The Wii U followed in 2012 and struggled commercially, selling approximately 13.5 million units against competitors who outsold it significantly. Its GamePad controller, a tablet with a built-in screen that enabled off-TV play and second-screen experiences, was genuinely innovative but poorly communicated to consumers who were unsure whether it was a new console or an accessory for the original Wii. The Wii U’s commercial failure produced many of Nintendo’s most critically acclaimed games of the decade, including Super Mario 3D World, Splatoon, and Mario Kart 8, most of which found larger audiences when they were ported to the Switch.

The Nintendo Switch

The Nintendo Switch launched in March 2017 at $299.99, a hybrid console that operated as both a home console when docked to a television and a handheld device when taken on the go. The concept resolved the Wii U’s identity problem directly, communicating what the hardware was and why it was useful within a thirty-second advertisement. The Switch sold 155.92 million units over its lifetime, overtaking the DS as Nintendo’s best-selling hardware ever and becoming one of the five best-selling gaming devices in history.

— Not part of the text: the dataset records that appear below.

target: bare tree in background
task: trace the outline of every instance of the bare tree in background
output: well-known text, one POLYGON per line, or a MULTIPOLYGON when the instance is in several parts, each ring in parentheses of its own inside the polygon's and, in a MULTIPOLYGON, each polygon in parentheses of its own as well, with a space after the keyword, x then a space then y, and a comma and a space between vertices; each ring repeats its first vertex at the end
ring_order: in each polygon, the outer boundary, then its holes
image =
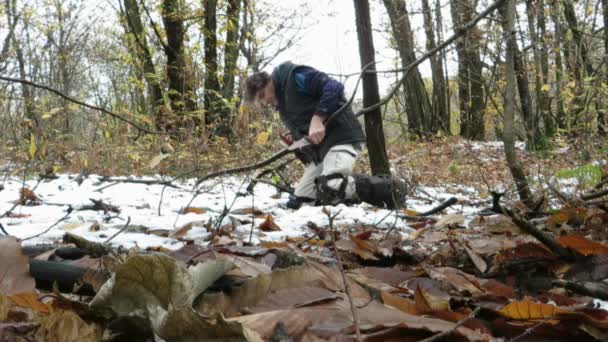
MULTIPOLYGON (((384 0, 391 21, 393 37, 397 43, 401 64, 406 67, 416 60, 414 38, 404 0, 384 0)), ((403 86, 408 129, 423 136, 436 129, 437 118, 433 116, 431 103, 418 68, 414 68, 403 86)))
MULTIPOLYGON (((361 59, 361 68, 363 68, 369 63, 374 63, 376 53, 372 37, 369 2, 368 0, 353 1, 355 3, 357 36, 359 38, 359 57, 361 59)), ((368 70, 376 70, 376 68, 372 65, 368 70)), ((376 73, 365 73, 363 75, 363 106, 369 107, 378 102, 380 102, 378 77, 376 73)), ((372 174, 390 175, 391 170, 386 154, 380 108, 365 113, 365 134, 367 136, 367 149, 369 151, 372 174)))
POLYGON ((519 198, 526 205, 530 205, 532 201, 532 194, 528 186, 528 181, 524 170, 517 158, 515 151, 515 93, 516 93, 516 79, 515 79, 515 54, 517 49, 517 41, 515 39, 515 0, 507 0, 503 5, 502 9, 502 20, 504 28, 504 37, 507 43, 506 49, 506 68, 505 78, 507 81, 505 98, 504 98, 504 113, 503 113, 503 142, 505 147, 505 157, 519 198))
MULTIPOLYGON (((471 21, 476 1, 450 0, 454 30, 471 21)), ((456 41, 458 55, 458 100, 460 108, 460 133, 468 139, 484 138, 484 94, 482 84, 483 64, 479 57, 479 29, 469 30, 456 41)))

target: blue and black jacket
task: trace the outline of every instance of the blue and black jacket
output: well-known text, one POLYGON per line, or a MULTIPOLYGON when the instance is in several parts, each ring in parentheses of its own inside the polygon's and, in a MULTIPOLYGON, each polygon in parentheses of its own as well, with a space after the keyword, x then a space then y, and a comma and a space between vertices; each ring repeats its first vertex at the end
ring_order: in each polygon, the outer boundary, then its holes
MULTIPOLYGON (((344 86, 327 74, 305 65, 284 62, 271 76, 281 120, 295 139, 308 135, 314 114, 329 118, 346 103, 344 86)), ((326 126, 325 139, 315 145, 319 160, 336 145, 362 146, 365 135, 350 106, 326 126)))

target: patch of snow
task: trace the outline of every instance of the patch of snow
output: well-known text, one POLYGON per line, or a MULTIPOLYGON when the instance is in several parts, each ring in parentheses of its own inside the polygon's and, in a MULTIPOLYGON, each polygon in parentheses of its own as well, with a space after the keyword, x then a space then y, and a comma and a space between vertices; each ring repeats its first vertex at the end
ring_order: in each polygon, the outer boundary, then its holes
MULTIPOLYGON (((209 236, 204 223, 211 222, 215 225, 216 221, 223 217, 220 224, 231 224, 228 215, 222 215, 225 208, 231 210, 251 208, 252 205, 265 214, 271 214, 276 224, 281 228, 276 232, 261 232, 257 227, 264 221, 264 218, 253 218, 252 242, 264 241, 284 241, 287 237, 303 236, 311 233, 307 228, 308 222, 313 222, 318 226, 328 224, 327 215, 322 210, 323 207, 304 206, 299 210, 285 209, 280 206, 288 199, 287 194, 280 198, 273 198, 276 189, 266 184, 258 184, 254 190, 254 197, 245 192, 248 180, 244 178, 225 178, 223 180, 210 180, 203 186, 209 189, 192 200, 192 187, 195 180, 186 180, 175 183, 180 189, 167 187, 164 190, 162 202, 162 185, 145 185, 135 183, 111 183, 103 182, 101 176, 91 175, 82 184, 75 181, 76 175, 61 174, 58 179, 43 181, 38 185, 34 192, 43 200, 42 205, 38 206, 18 206, 13 214, 24 217, 5 217, 0 219, 11 235, 18 238, 27 238, 39 234, 50 227, 53 223, 66 215, 68 206, 79 208, 84 205, 91 205, 90 199, 102 200, 106 204, 112 204, 121 209, 120 214, 109 213, 105 215, 99 211, 78 211, 74 210, 67 220, 57 224, 42 236, 24 241, 24 244, 49 243, 60 240, 65 232, 80 235, 92 241, 103 242, 118 232, 130 218, 130 227, 144 226, 148 230, 172 231, 188 223, 194 223, 193 228, 188 231, 186 238, 193 239, 202 243, 209 236), (101 191, 99 189, 104 188, 101 191), (97 190, 97 191, 96 191, 97 190), (192 200, 192 203, 190 201, 192 200), (159 215, 160 203, 160 215, 159 215), (189 204, 190 203, 190 204, 189 204), (205 210, 203 214, 178 214, 179 211, 189 205, 205 210), (109 221, 105 220, 108 216, 112 217, 109 221), (101 229, 92 230, 91 227, 99 223, 101 229)), ((129 177, 131 179, 142 180, 161 180, 159 177, 129 177)), ((25 186, 32 189, 36 185, 36 180, 28 180, 25 186)), ((7 180, 4 184, 5 189, 0 191, 0 212, 5 212, 13 206, 14 201, 19 197, 22 182, 17 179, 7 180)), ((443 193, 443 189, 427 189, 437 197, 449 197, 443 193)), ((408 203, 413 210, 424 211, 437 205, 418 205, 415 202, 408 203)), ((341 225, 374 225, 383 229, 394 229, 394 231, 407 234, 412 231, 402 219, 395 216, 395 212, 384 209, 374 209, 368 204, 355 206, 338 205, 328 207, 331 213, 340 211, 335 220, 336 226, 341 225)), ((237 220, 250 221, 251 214, 229 214, 237 220)), ((245 241, 249 239, 251 223, 239 225, 235 233, 245 241)), ((182 242, 144 232, 122 232, 111 242, 113 245, 121 245, 127 248, 139 246, 140 248, 162 246, 168 249, 181 247, 182 242)))

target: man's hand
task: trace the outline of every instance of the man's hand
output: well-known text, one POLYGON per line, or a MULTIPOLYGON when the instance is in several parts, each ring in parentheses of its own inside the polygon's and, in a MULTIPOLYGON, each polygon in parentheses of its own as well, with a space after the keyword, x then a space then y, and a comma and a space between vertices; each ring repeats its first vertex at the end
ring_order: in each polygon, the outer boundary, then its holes
POLYGON ((308 138, 313 144, 319 144, 325 138, 325 124, 323 124, 323 118, 317 114, 313 115, 310 121, 308 138))

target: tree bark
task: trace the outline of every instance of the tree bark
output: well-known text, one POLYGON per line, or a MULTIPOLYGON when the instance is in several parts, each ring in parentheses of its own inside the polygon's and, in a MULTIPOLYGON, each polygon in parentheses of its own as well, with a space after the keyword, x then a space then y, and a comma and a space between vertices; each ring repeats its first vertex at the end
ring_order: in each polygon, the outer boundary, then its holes
MULTIPOLYGON (((450 0, 455 30, 473 18, 474 7, 470 0, 450 0)), ((483 64, 479 57, 481 31, 468 31, 456 42, 458 55, 458 98, 461 134, 468 139, 484 138, 484 101, 481 73, 483 64)))
MULTIPOLYGON (((433 16, 429 0, 422 0, 422 12, 424 15, 424 31, 426 34, 426 49, 430 51, 437 46, 435 42, 435 31, 433 30, 433 16)), ((439 19, 438 19, 439 20, 439 19)), ((433 78, 432 109, 433 117, 437 119, 437 129, 450 133, 450 111, 447 102, 446 80, 444 77, 443 63, 441 56, 433 55, 430 57, 431 74, 433 78)))
POLYGON ((564 98, 562 94, 564 67, 562 63, 562 44, 564 34, 562 26, 554 11, 551 11, 551 19, 555 32, 553 34, 553 58, 555 60, 555 97, 556 97, 556 113, 555 124, 560 129, 566 129, 566 111, 564 109, 564 98))
MULTIPOLYGON (((184 115, 196 111, 194 94, 194 77, 188 70, 189 63, 185 53, 185 28, 181 16, 180 0, 163 0, 161 15, 167 35, 165 54, 167 56, 167 81, 169 83, 168 97, 175 114, 184 115)), ((198 120, 194 120, 196 123, 198 120)), ((181 126, 179 124, 178 126, 181 126)))
MULTIPOLYGON (((528 2, 529 3, 529 2, 528 2)), ((504 15, 504 14, 503 14, 504 15)), ((533 25, 532 25, 533 26, 533 25)), ((533 27, 530 27, 530 30, 533 30, 533 27)), ((532 38, 534 41, 534 38, 532 38)), ((534 43, 532 43, 534 45, 534 43)), ((526 128, 526 146, 529 150, 536 149, 536 140, 538 138, 538 123, 537 123, 537 115, 534 112, 532 106, 532 95, 530 94, 530 82, 528 80, 528 71, 526 70, 526 64, 524 63, 524 58, 517 46, 517 40, 514 39, 513 42, 507 42, 507 49, 511 49, 513 52, 513 68, 515 70, 515 77, 517 80, 517 90, 519 93, 519 101, 521 103, 521 114, 524 121, 524 126, 526 128), (510 46, 509 44, 513 44, 510 46)), ((534 48, 535 61, 540 60, 537 58, 536 48, 534 48)), ((535 66, 538 66, 540 63, 535 63, 535 66)), ((537 87, 537 95, 540 91, 540 79, 538 73, 536 73, 536 82, 535 85, 537 87)), ((538 100, 538 97, 537 97, 538 100)))
MULTIPOLYGON (((384 0, 391 21, 393 37, 398 46, 402 67, 416 60, 414 39, 404 0, 384 0)), ((434 58, 434 57, 433 57, 434 58)), ((405 104, 410 132, 419 136, 432 133, 434 120, 429 97, 418 68, 410 72, 404 87, 405 104)))
MULTIPOLYGON (((604 7, 604 89, 608 88, 608 0, 602 0, 604 7)), ((602 135, 608 134, 608 101, 604 102, 604 109, 599 119, 599 132, 602 135)))
POLYGON ((545 135, 550 137, 555 134, 555 122, 551 113, 551 101, 549 99, 549 91, 546 88, 549 84, 549 52, 547 49, 548 42, 546 40, 547 24, 545 14, 545 0, 537 0, 536 3, 536 18, 538 24, 538 41, 540 42, 540 75, 541 75, 541 92, 538 99, 540 117, 545 124, 545 135), (543 88, 544 87, 544 88, 543 88))
POLYGON ((152 60, 152 53, 148 46, 148 39, 141 20, 141 12, 137 0, 123 0, 125 7, 125 18, 129 32, 135 40, 135 56, 142 65, 144 79, 148 88, 148 104, 154 114, 157 128, 161 128, 164 118, 163 111, 159 109, 163 105, 163 92, 156 74, 156 66, 152 60))
MULTIPOLYGON (((359 56, 361 68, 363 68, 375 60, 369 2, 368 0, 353 0, 353 2, 359 39, 359 56)), ((368 70, 376 70, 375 65, 369 67, 368 70)), ((363 107, 369 107, 378 102, 380 102, 378 77, 376 73, 366 73, 363 75, 363 107)), ((365 132, 372 174, 390 175, 380 108, 365 113, 365 132)))
POLYGON ((226 29, 226 48, 224 50, 224 98, 229 100, 234 97, 234 79, 237 70, 237 59, 239 57, 239 18, 242 0, 228 0, 226 17, 228 19, 226 29))
POLYGON ((515 48, 517 47, 517 41, 515 39, 514 29, 514 18, 515 18, 515 0, 507 0, 506 4, 501 9, 503 13, 503 28, 505 34, 505 40, 507 41, 506 50, 506 91, 504 99, 504 113, 503 113, 503 143, 505 148, 505 158, 509 165, 509 170, 515 181, 519 198, 523 203, 530 206, 532 201, 532 194, 528 186, 525 172, 517 158, 515 152, 515 132, 514 132, 514 117, 515 117, 515 87, 517 86, 515 80, 515 48))
POLYGON ((230 132, 223 111, 222 89, 218 76, 217 62, 217 0, 203 0, 205 10, 205 124, 210 136, 227 136, 230 132))

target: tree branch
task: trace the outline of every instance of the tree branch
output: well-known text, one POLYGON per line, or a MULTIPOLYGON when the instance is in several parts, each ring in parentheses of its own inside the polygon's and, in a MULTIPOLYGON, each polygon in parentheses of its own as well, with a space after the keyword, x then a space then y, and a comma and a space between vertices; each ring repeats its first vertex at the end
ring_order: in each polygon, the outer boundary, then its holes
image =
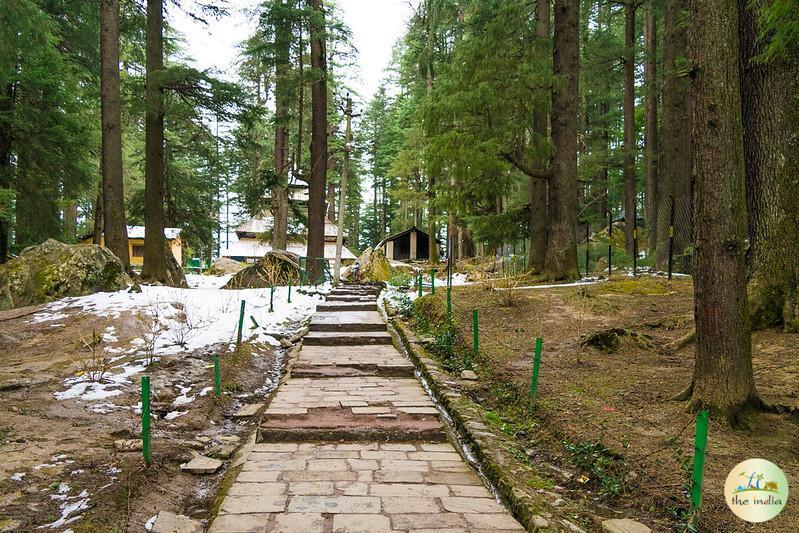
POLYGON ((533 168, 533 167, 525 164, 523 161, 519 161, 518 159, 516 159, 516 157, 513 154, 508 153, 508 152, 502 152, 500 154, 500 157, 502 157, 502 159, 504 159, 505 161, 507 161, 508 163, 513 165, 514 167, 516 167, 517 170, 519 170, 520 172, 522 172, 523 174, 525 174, 525 175, 527 175, 527 176, 529 176, 531 178, 538 178, 538 179, 542 179, 542 180, 550 180, 550 179, 552 179, 552 169, 551 168, 547 168, 547 169, 543 169, 543 170, 542 169, 533 168))

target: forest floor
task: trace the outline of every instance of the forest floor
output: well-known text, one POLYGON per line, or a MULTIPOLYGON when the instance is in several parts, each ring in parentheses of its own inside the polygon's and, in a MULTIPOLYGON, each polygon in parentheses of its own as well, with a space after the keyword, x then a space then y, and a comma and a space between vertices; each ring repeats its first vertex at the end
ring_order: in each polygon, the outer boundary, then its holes
MULTIPOLYGON (((444 298, 445 291, 437 291, 439 310, 444 298)), ((476 284, 454 287, 452 300, 462 355, 444 366, 455 375, 470 364, 477 371, 479 381, 464 392, 487 410, 495 430, 515 438, 520 460, 542 466, 541 478, 528 485, 554 487, 591 512, 631 516, 656 531, 685 527, 695 416, 669 398, 690 383, 694 345, 676 351, 666 345, 693 328, 690 278, 620 277, 510 294, 476 284), (474 308, 480 355, 470 362, 474 308), (606 346, 585 343, 609 331, 600 337, 606 346), (614 332, 620 334, 615 340, 614 332), (526 398, 538 336, 544 349, 533 413, 526 398)), ((753 334, 759 393, 794 411, 752 413, 736 429, 711 422, 700 530, 799 531, 795 504, 766 524, 745 525, 723 496, 727 474, 752 457, 776 463, 789 485, 799 486, 797 346, 797 334, 753 334)))
POLYGON ((288 305, 278 293, 269 313, 268 291, 190 281, 200 288, 143 287, 0 313, 0 531, 142 531, 161 510, 209 515, 226 466, 195 476, 181 463, 250 440, 255 422, 232 415, 277 385, 285 354, 278 338, 294 334, 318 300, 295 293, 288 305), (237 348, 241 299, 247 323, 237 348), (250 315, 261 328, 250 327, 250 315), (103 342, 92 355, 83 343, 93 336, 103 342), (88 379, 98 365, 102 378, 88 379), (151 378, 155 414, 148 468, 141 451, 117 448, 140 442, 142 374, 151 378))

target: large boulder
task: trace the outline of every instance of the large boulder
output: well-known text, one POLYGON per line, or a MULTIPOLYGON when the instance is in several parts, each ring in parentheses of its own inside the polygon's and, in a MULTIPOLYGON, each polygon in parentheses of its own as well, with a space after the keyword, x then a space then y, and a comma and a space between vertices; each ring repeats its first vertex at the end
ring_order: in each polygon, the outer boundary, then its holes
POLYGON ((0 265, 0 309, 118 291, 131 283, 122 261, 110 250, 48 239, 0 265))
POLYGON ((235 274, 247 265, 234 261, 229 257, 220 257, 211 267, 205 271, 209 276, 223 276, 225 274, 235 274))
POLYGON ((164 242, 164 254, 166 254, 166 284, 170 287, 187 289, 189 282, 186 281, 186 273, 175 259, 175 254, 172 253, 168 242, 164 242))
POLYGON ((361 281, 388 281, 391 277, 391 265, 380 248, 367 248, 358 262, 361 264, 361 281))
POLYGON ((263 289, 288 285, 289 279, 295 284, 300 279, 300 256, 291 252, 272 250, 257 263, 239 270, 223 288, 263 289))

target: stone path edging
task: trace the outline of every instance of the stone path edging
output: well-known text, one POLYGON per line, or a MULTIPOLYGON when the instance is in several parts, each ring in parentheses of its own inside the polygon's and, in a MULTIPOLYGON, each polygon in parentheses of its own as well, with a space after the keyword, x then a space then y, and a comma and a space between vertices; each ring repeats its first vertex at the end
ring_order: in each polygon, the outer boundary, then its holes
MULTIPOLYGON (((549 522, 550 528, 583 531, 564 516, 564 507, 554 508, 543 494, 529 492, 524 479, 534 473, 533 469, 504 451, 510 441, 491 433, 490 428, 483 423, 479 406, 447 384, 452 378, 438 367, 418 342, 414 332, 396 316, 389 316, 388 325, 389 331, 396 335, 400 348, 427 381, 436 401, 449 414, 459 435, 472 448, 483 474, 527 531, 532 533, 543 529, 541 526, 545 521, 549 522)), ((552 497, 558 498, 558 495, 553 493, 549 498, 552 497)), ((592 526, 600 529, 601 523, 595 520, 592 526)))

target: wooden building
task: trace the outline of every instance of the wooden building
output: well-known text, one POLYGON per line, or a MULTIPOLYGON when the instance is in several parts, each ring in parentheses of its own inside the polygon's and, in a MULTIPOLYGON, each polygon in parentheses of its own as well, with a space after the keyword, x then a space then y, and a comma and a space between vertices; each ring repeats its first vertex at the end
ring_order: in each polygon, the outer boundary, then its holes
POLYGON ((430 236, 416 226, 386 237, 377 244, 389 261, 426 261, 430 259, 430 236))
MULTIPOLYGON (((180 238, 180 228, 164 228, 164 237, 178 264, 183 265, 183 239, 180 238)), ((81 237, 80 242, 92 244, 91 233, 81 237)), ((105 246, 105 236, 100 238, 100 246, 105 246)), ((128 256, 131 266, 144 265, 144 226, 128 226, 128 256)))

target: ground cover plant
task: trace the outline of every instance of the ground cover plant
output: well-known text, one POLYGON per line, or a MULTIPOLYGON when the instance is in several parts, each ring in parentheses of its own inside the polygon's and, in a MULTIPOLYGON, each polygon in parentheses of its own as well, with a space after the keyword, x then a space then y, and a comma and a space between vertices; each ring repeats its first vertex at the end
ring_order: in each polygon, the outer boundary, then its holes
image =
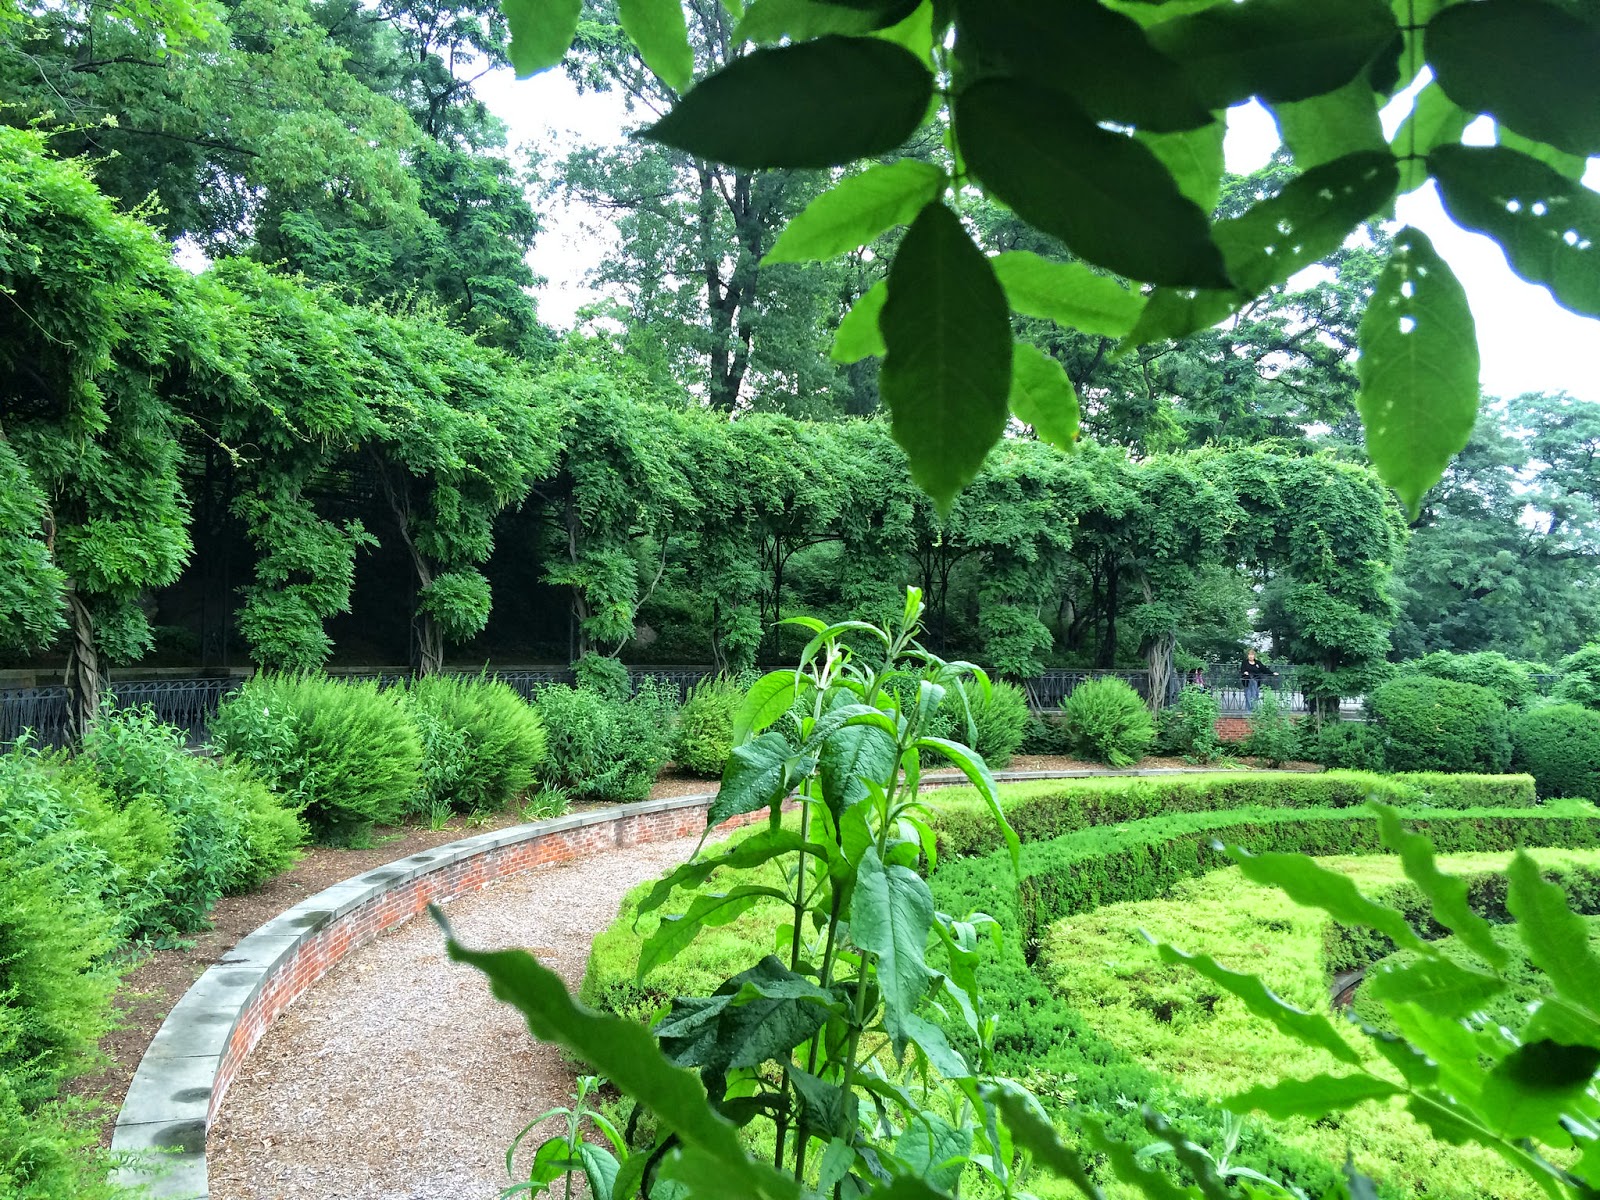
POLYGON ((1511 725, 1513 759, 1543 796, 1600 797, 1600 712, 1549 704, 1519 713, 1511 725))
POLYGON ((424 675, 406 689, 422 739, 428 810, 498 811, 532 785, 545 756, 544 725, 528 704, 487 676, 424 675))
POLYGON ((542 687, 533 710, 545 731, 539 780, 574 799, 643 800, 672 753, 677 695, 654 679, 623 698, 592 687, 542 687))
POLYGON ((1156 735, 1145 702, 1120 679, 1073 688, 1061 706, 1061 733, 1073 754, 1112 767, 1138 762, 1156 735))
POLYGON ((690 688, 678 710, 672 761, 696 775, 721 775, 733 749, 733 718, 743 701, 744 688, 726 676, 690 688))
POLYGON ((1500 697, 1474 683, 1431 676, 1391 680, 1367 697, 1368 717, 1391 771, 1503 771, 1511 723, 1500 697))

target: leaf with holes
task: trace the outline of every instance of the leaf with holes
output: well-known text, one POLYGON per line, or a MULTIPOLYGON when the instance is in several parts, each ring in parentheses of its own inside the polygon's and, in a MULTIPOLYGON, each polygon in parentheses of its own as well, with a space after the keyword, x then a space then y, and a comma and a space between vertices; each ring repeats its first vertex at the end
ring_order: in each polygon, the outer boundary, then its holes
POLYGON ((1600 1012, 1600 958, 1589 948, 1589 927, 1572 911, 1567 895, 1539 873, 1539 864, 1519 853, 1506 870, 1506 907, 1528 959, 1550 979, 1556 994, 1579 1009, 1600 1012))
POLYGON ((1150 41, 1182 63, 1201 102, 1309 100, 1342 87, 1394 44, 1381 0, 1244 0, 1163 21, 1150 41))
POLYGON ((1356 407, 1378 476, 1413 512, 1478 415, 1478 339, 1467 294, 1410 226, 1361 318, 1356 407))
POLYGON ((1082 333, 1121 337, 1139 319, 1144 301, 1109 275, 1082 263, 1055 262, 1031 250, 1007 250, 992 260, 1012 311, 1042 317, 1082 333))
POLYGON ((1011 412, 1057 450, 1078 446, 1078 393, 1066 369, 1037 346, 1018 342, 1011 354, 1011 412))
POLYGON ((1414 192, 1428 182, 1428 154, 1438 146, 1459 142, 1472 114, 1463 109, 1437 82, 1429 83, 1417 93, 1411 112, 1400 122, 1394 135, 1396 154, 1400 159, 1400 190, 1414 192))
POLYGON ((1377 95, 1365 74, 1309 100, 1275 104, 1272 115, 1283 144, 1294 155, 1294 165, 1302 171, 1347 154, 1389 151, 1383 122, 1378 120, 1377 95))
POLYGON ((822 261, 865 246, 884 230, 915 220, 944 183, 943 171, 914 158, 869 167, 806 205, 761 261, 822 261))
POLYGON ((897 1044, 904 1044, 906 1018, 933 978, 927 963, 932 931, 933 895, 922 876, 909 867, 885 866, 869 847, 850 899, 850 940, 877 956, 884 1023, 897 1044))
MULTIPOLYGON (((902 0, 901 8, 914 7, 902 0)), ((755 0, 733 31, 734 43, 805 42, 830 33, 863 34, 881 28, 883 17, 870 8, 846 8, 827 0, 755 0)))
POLYGON ((1429 21, 1424 46, 1439 86, 1468 112, 1569 154, 1600 154, 1600 28, 1544 0, 1478 0, 1429 21))
POLYGON ((1527 1042, 1495 1064, 1483 1081, 1483 1109, 1508 1138, 1564 1140, 1562 1118, 1592 1111, 1585 1093, 1600 1067, 1600 1049, 1527 1042))
POLYGON ((1060 92, 986 79, 956 97, 967 167, 1028 224, 1131 279, 1227 287, 1206 216, 1150 150, 1060 92))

The Switch’s library included The Legend of Zelda: Breath of the Wild and Tears of the Kingdom, Mario Kart 8 Deluxe, Animal Crossing: New Horizons, Super Smash Bros. Ultimate, and Pokémon Legends: Arceus among its defining titles. The console sustained commercial momentum across eight years through a combination of first-party software releases, the Switch Lite variant for dedicated handheld players, and the Switch OLED model with an improved display, an unusually long and stable hardware lifecycle for the gaming industry.

Nintendo Switch 2

The Nintendo Switch 2 launched on June 5, 2025, at $449.99 in the United States, a $150 price increase over the original Switch’s launch price that generated significant skepticism ahead of release. The hardware features a custom Nvidia T239 processor, an 8-core ARM CPU, a 7.9-inch 1080p LCD display capable of 120Hz refresh rates, 256GB of internal storage, and 4K output at 60Hz when docked. The Joy-Con controllers added a magnetic attachment system and a new mouse-mode function for supported games.

The Switch 2 sold 19.86 million units in its first fiscal year ending March 31, 2026, with Mario Kart World selling 14.70 million copies and Donkey Kong Bananza selling 4.52 million units. The console outsold the PlayStation 5 by approximately one million units in a single quarter, and Nintendo’s net sales for the nine months ending December 2025 nearly doubled year-on-year, reaching approximately $12.2 billion USD. The $449.99 price point that concerned analysts before launch proved not to be a barrier, with the console remaining supply-constrained throughout its first year rather than requiring discounting to sustain demand.

Nintendo’s Legacy

Nintendo has been declared finished or irrelevant multiple times across its history, after the N64 lost ground to the PlayStation, after the GameCube underperformed, and after the Wii U’s commercial failure. Each time, the company has returned with a hardware concept or software release that reset the conversation. The consistency of that pattern is not luck. It is the product of a company that has maintained a coherent design philosophy across leadership changes and market shifts, one that prioritizes the experience of playing over the specifications of the hardware doing the playing. The Switch 2’s first-year performance suggests that philosophy remains commercially viable at a premium price point in a market that Nintendo’s competitors have spent decades trying to understand.